We may be blessed with safe trails, parks and roads but I thought this week's column would be best served dealing with this topic. Can an attack like this be prevented? If so, how? If not, how can you lessen the odds? To find answers, I talked with a few women runners in order to gain their perspective. What follows are some common sense approaches along with a few unique ideas.
Running alone really exposes a person, so join a pack. Running groups offer so much more than safety to the participants, but we'll stick to the issue. Even with one other woman, a female is much less-likely to be targeted. And, the odds get better with the more people in your group.
“Most of the time I run in groups,” said Melissa Renner, a Fort Wayne runner. “You are so much more safer and I find that I can relax. That makes for a better run.”
Renner admits, though, that her schedule doesn't always allow her to meet up with other runners. And, there is always the mystique of a distance runner.
“Sometimes you just want to be by yourself,” Renner said. “I get that. But then you have to be so much more prepared.”
And if you cannot run with someone, run with a woman's best friend. Lynn Altevogt, who works at Three Rivers Running Company, occasionally runs with her black lab.
“I feel safe when I run with our dog,” Altevogt said.
Another “common sense” tip is to run during the daylight hours. Evil happens in the shadows, of course, but know that running in the daylight hours does not guarantee safety. Remember, Saturday morning's assault happened just before 11 a.m. along a public stretch of the greenway.

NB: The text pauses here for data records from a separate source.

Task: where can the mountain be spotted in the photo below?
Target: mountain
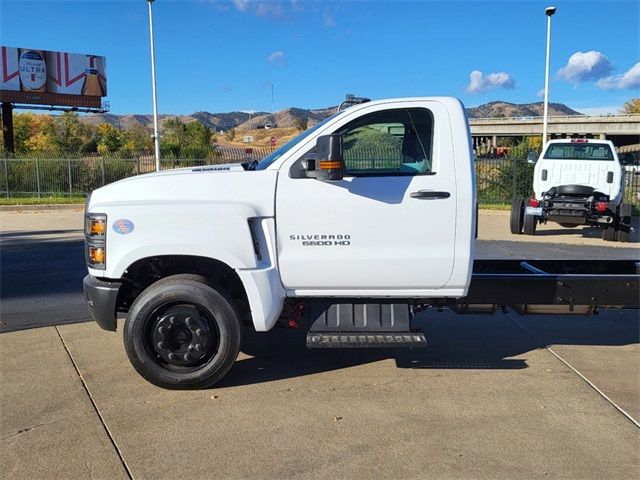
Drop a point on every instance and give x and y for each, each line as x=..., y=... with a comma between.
x=506, y=109
x=286, y=118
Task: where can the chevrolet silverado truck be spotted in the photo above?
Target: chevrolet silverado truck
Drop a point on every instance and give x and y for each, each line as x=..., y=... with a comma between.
x=348, y=230
x=576, y=182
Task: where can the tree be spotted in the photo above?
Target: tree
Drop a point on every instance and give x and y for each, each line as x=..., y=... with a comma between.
x=68, y=132
x=198, y=135
x=109, y=138
x=301, y=124
x=631, y=106
x=137, y=139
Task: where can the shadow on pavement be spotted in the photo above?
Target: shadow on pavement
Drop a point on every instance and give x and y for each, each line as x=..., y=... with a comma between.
x=454, y=342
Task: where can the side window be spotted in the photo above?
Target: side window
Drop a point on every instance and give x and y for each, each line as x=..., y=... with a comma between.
x=393, y=142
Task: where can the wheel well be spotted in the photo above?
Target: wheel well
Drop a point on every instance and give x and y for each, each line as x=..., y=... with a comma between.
x=149, y=270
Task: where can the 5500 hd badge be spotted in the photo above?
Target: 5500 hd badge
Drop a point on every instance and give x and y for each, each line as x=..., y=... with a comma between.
x=322, y=240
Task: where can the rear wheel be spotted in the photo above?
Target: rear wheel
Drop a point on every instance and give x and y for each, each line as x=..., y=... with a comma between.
x=517, y=215
x=530, y=224
x=181, y=333
x=624, y=229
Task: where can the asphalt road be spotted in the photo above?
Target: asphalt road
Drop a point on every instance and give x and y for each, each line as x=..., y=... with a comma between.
x=41, y=272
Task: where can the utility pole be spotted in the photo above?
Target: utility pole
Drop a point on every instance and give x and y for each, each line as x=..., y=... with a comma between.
x=549, y=11
x=156, y=135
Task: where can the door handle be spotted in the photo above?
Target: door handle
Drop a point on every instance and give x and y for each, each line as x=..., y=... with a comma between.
x=429, y=195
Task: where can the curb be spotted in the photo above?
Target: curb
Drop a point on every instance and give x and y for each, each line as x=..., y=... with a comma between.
x=40, y=208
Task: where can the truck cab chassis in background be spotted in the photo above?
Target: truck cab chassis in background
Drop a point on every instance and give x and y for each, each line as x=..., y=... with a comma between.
x=348, y=230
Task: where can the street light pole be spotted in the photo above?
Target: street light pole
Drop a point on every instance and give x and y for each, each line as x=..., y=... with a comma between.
x=549, y=11
x=156, y=135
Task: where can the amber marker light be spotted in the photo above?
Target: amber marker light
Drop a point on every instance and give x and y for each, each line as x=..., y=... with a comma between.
x=329, y=165
x=96, y=255
x=97, y=226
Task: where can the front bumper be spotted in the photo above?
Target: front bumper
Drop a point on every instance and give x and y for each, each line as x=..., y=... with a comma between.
x=101, y=297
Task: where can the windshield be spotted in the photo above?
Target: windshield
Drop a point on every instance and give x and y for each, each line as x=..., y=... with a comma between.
x=269, y=159
x=578, y=151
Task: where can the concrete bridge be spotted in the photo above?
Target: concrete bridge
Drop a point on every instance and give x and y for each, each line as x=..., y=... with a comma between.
x=621, y=129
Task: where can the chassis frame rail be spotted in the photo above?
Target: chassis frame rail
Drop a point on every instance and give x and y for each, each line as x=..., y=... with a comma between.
x=522, y=283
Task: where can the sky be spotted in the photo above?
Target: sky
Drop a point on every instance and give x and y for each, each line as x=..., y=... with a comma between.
x=221, y=56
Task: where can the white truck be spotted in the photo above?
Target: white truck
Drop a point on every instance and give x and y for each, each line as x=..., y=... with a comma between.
x=576, y=182
x=349, y=229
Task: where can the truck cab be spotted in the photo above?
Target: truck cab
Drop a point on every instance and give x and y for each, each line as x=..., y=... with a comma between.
x=349, y=229
x=576, y=182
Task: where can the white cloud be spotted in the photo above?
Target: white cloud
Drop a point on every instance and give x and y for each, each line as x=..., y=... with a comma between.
x=277, y=58
x=478, y=82
x=267, y=8
x=328, y=20
x=584, y=66
x=629, y=79
x=241, y=5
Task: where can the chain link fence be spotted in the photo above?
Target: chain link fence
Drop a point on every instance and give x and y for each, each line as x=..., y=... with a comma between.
x=498, y=179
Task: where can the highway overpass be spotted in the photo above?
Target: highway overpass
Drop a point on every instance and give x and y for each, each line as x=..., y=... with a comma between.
x=621, y=129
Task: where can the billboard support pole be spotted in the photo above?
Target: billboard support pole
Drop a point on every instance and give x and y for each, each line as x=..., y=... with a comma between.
x=7, y=126
x=156, y=136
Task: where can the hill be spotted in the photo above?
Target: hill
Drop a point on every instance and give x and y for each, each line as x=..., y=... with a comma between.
x=286, y=118
x=506, y=109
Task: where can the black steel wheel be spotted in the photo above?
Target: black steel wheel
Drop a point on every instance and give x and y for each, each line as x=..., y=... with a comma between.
x=529, y=225
x=181, y=333
x=624, y=228
x=610, y=233
x=517, y=215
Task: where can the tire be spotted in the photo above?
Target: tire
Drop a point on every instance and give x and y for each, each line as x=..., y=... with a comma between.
x=181, y=333
x=610, y=234
x=530, y=224
x=578, y=190
x=517, y=215
x=624, y=228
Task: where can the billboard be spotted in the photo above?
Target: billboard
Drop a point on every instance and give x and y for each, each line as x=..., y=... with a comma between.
x=52, y=78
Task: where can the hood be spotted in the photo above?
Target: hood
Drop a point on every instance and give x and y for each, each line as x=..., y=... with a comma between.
x=228, y=183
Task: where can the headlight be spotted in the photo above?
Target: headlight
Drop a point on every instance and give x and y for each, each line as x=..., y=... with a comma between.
x=95, y=229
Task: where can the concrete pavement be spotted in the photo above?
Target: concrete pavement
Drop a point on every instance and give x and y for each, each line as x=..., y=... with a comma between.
x=486, y=400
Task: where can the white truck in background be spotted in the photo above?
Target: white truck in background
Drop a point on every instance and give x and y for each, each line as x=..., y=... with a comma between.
x=349, y=229
x=576, y=182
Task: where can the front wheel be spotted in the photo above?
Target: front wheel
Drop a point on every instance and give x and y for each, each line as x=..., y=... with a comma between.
x=181, y=333
x=624, y=232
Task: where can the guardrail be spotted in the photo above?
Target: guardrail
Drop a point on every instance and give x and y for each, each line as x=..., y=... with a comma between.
x=538, y=118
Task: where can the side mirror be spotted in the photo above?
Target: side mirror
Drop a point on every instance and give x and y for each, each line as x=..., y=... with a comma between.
x=627, y=159
x=329, y=164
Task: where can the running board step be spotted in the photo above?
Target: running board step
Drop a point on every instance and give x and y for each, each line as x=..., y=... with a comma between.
x=366, y=340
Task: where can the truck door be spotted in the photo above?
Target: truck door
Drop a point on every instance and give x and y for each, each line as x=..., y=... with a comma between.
x=389, y=225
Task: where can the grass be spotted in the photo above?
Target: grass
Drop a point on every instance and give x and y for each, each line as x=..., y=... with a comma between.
x=43, y=201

“I never, ever run in the dark by myself,” said Renner. “It's just so much easier to see everything.”
No, I'm not talking about a firearm, but something called “Pepper Spray – The Runner”. It comes in both blue (for men) and pink (for women) and has a strap which allows you hat allows you to carry it and be prepared to unload on an attacker.
Altevogt sells the device at Three Rivers Running Company and says it is becoming more popular and not just with women runners.

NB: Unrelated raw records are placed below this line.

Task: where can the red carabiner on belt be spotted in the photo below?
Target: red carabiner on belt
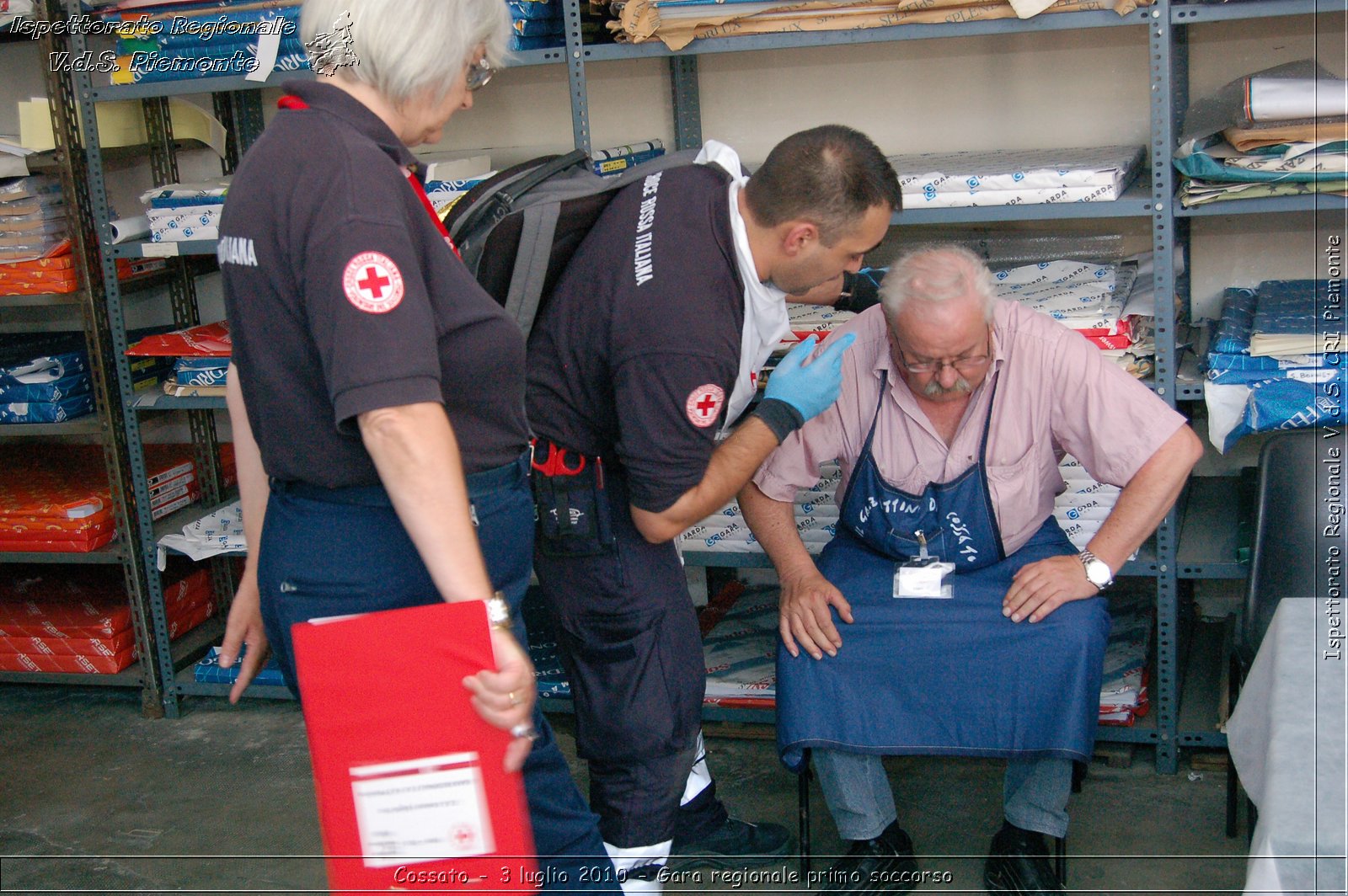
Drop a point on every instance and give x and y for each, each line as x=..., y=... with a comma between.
x=556, y=461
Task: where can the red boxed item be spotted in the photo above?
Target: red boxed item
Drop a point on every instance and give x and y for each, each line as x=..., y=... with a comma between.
x=60, y=502
x=208, y=340
x=410, y=781
x=80, y=621
x=83, y=603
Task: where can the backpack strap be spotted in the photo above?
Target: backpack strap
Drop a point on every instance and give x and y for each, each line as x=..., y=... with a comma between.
x=503, y=193
x=526, y=286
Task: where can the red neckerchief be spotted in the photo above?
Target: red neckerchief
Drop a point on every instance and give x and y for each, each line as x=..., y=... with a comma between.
x=292, y=101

“It's pretty easy to carry and use,” said Altevogt. “It works on dogs, too.”
The product sells for around $15 and holds about 35 “bursts”. It promises to be a skin, eye and respiratory irritant.
Altevogt says she never leaves for a long run without telling someone where she is going and how long she will be gone. And in case there is a change of plans, she has her phone.
“My phone has a GPS on it, so that helps, too,” Altevogt said. “It's just a safety measure so my family or friends know where I am.”
With the ever-increasing phone-app technology, sirens, auto-911 calls and other safety measures are becoming available. Check your phone and service provider for an update on features.
It's good to know your surroundings, but don't let others know as well. If you run the same route at the same time often enough, you become predictable.
“I try to mix things up,” said Pam Wolfe, race director of the River City Rat Race 10K. “I don't stay on the same route.”
Ok, it’s time for one of my pet peeves: portable music players with ear buds. I’ve written about them in the past, mostly to warn runners about traffic and dogs. When a runner wears ear buds, they are more easily lost in their own little world. It goes without saying that you are less aware of an attacker.
Wolfe says being aware of your surroundings helps a runner notice the little things.
“(If you are running alone) don’t go through underpasses,” Wolfe said, referring to portions of the Rivergreenway. “Take the time to go up and over the street. Run wide of areas that have a lot of bushes. Stay away from areas where it’s hard to be seen.”